When reading the resulting table, note that the allele frequency is for the ancestral allele. The allele giving ability to digest lactose is the derived allele. It indeed increases in frequency toward the current day but only in some parts of Europe.

Finally, we can plot the allele frequencies at periods “2500” and “500” on a map. The code for that is a bit messy and not explained in detail:

library(rnaturalearth)
library(sf)
library(viridis)

world <- ne_countries(scale = "medium", returnclass = "sf")

d.500 <- 
  meta.europe %>% filter(PoliticalEntity %in% ctr & Period==500) %>% select(PoliticalEntity,Period,Lat,Long,GT) %>% 
  group_by(PoliticalEntity,Period) %>% reframe(PoliticalEntity,Period,Lat=mean(Lat),Long=mean(Long),AF=mean(GT)/2) %>% 
  distinct(PoliticalEntity,Period,.keep_all = TRUE) %>% mutate(AF=1-AF)

d.2500 <- 
  meta.europe %>% filter(PoliticalEntity %in% ctr & Period==2500) %>% select(PoliticalEntity,Period,Lat,Long,GT) %>% 
  group_by(PoliticalEntity,Period) %>% reframe(PoliticalEntity,Period,Lat=mean(Lat),Long=mean(Long),AF=mean(GT)/2) %>% 
  distinct(PoliticalEntity,Period,.keep_all = TRUE) %>% mutate(AF=1-AF)

dat <- left_join(d.500,d.2500,join_by(PoliticalEntity)) %>% st_as_sf(coords = c('Long.x','Lat.x')) %>% 
  st_set_crs(4133) %>% rename(AF.500=AF.x,AF.2500=AF.y) %>% select(PoliticalEntity,AF.500,AF.2500,geometry)

ggplot(data = world) +
  geom_sf(fill= "gray90",col=gray(0.65),size=0.05) +
  geom_sf(data = dat, aes(fill=AF.2500),size=8,shape=21)+
  geom_sf(data = dat, aes(fill=AF.500),size=4,shape=21)+
  coord_sf(crs="+init=epsg:3035 +proj=laea +lat_0=60 +lon_0=27 +x_0=4321000 +y_0=3210000 +ellps=GRS80 +towgs84=0,0,0,0,0,0,0 +units=m +no_defs",
           xlim = c(1000000, 5000000), ylim = c(500000, 5000000), expand = FALSE)+
  theme(
    panel.background = element_rect(fill = "aliceblue"),
    panel.grid = element_line(size=0.05,color = gray(.35),linetype = 'dashed')
  ) + 
  scale_fill_gradientn(colours = rev(viridis(20)),limits=c(0,1)) + labs(fill="")

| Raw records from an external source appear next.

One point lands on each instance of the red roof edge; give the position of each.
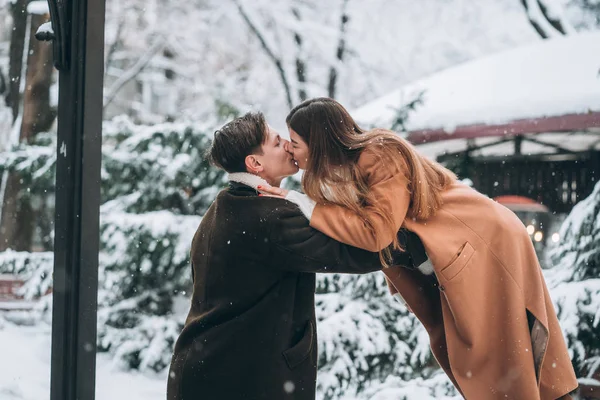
(567, 122)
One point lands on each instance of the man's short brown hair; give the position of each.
(236, 140)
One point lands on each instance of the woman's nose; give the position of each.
(286, 146)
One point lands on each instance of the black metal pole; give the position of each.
(78, 164)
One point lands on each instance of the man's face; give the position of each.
(276, 162)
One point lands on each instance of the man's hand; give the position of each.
(271, 191)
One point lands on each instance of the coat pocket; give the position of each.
(301, 350)
(459, 263)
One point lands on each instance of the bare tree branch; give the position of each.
(114, 45)
(560, 24)
(277, 61)
(340, 51)
(300, 63)
(133, 71)
(541, 20)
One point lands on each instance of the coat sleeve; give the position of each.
(295, 246)
(388, 187)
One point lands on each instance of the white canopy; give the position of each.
(548, 78)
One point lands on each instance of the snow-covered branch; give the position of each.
(133, 71)
(340, 50)
(268, 48)
(547, 18)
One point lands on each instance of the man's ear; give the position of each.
(252, 164)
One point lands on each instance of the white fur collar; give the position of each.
(247, 179)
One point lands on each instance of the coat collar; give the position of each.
(237, 179)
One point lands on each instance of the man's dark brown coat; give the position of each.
(251, 330)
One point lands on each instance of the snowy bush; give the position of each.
(156, 184)
(366, 337)
(575, 283)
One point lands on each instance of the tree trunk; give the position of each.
(18, 216)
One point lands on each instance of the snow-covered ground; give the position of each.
(25, 370)
(25, 374)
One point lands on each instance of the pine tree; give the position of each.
(575, 285)
(156, 184)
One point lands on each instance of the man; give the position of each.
(250, 332)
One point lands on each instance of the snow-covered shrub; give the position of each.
(575, 283)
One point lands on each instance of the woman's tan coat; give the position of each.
(489, 281)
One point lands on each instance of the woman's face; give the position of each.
(299, 149)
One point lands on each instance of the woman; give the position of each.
(484, 302)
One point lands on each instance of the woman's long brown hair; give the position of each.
(335, 143)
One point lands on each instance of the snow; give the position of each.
(46, 27)
(547, 78)
(38, 7)
(29, 378)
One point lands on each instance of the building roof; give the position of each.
(548, 86)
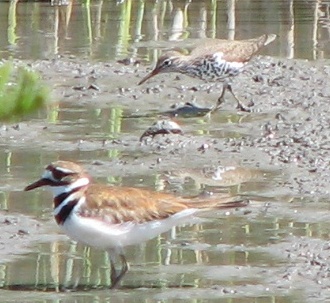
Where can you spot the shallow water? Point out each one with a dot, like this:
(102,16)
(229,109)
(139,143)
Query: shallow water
(104,30)
(236,257)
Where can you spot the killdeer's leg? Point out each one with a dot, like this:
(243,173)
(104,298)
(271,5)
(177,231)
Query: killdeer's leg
(116,275)
(240,105)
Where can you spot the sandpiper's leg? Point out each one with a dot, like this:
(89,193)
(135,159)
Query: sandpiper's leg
(240,105)
(115,275)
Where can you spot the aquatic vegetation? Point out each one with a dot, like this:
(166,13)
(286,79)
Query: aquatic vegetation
(21,91)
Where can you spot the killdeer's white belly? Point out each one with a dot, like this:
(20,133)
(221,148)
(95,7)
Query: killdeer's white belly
(97,233)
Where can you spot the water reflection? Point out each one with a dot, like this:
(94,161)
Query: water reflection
(113,30)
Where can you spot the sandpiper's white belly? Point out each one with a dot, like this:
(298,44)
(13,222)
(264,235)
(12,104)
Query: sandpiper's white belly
(104,235)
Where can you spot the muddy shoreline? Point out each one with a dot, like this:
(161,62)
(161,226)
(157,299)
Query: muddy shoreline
(287,131)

Note that now the AF values have been reversed.

Exercise: rs4988235

Study the allele frequency table for rs4988235 across time and the map with two time points as produced with the R commands and answer the questions in Moodle. Note that some allele frequencies are based on very few samples and may not reflect true population frequencies.

Exercise 4 in Moodle.


Take-home message

There are several open resources for human genetic data. www.internationalgenome.org, formerly “1000genomes.ebi.ac.uk”, provides raw data and several versions of VCF files for a few thousand humans from a few tens of populations. The Allen Ancient DNA Resource provides the genotype data analysed in numerous recent human population genetic studies. No raw data and few details of data processing are provided. The current version of AADR “1240k” data contain ~1.23M variant positions for ~17,600 individuals; AADR “HO” data contain ~584k variant positions for ~22,000 individuals. Many individuals are provided as pseudo-haploids; the data set contains lots of missing data.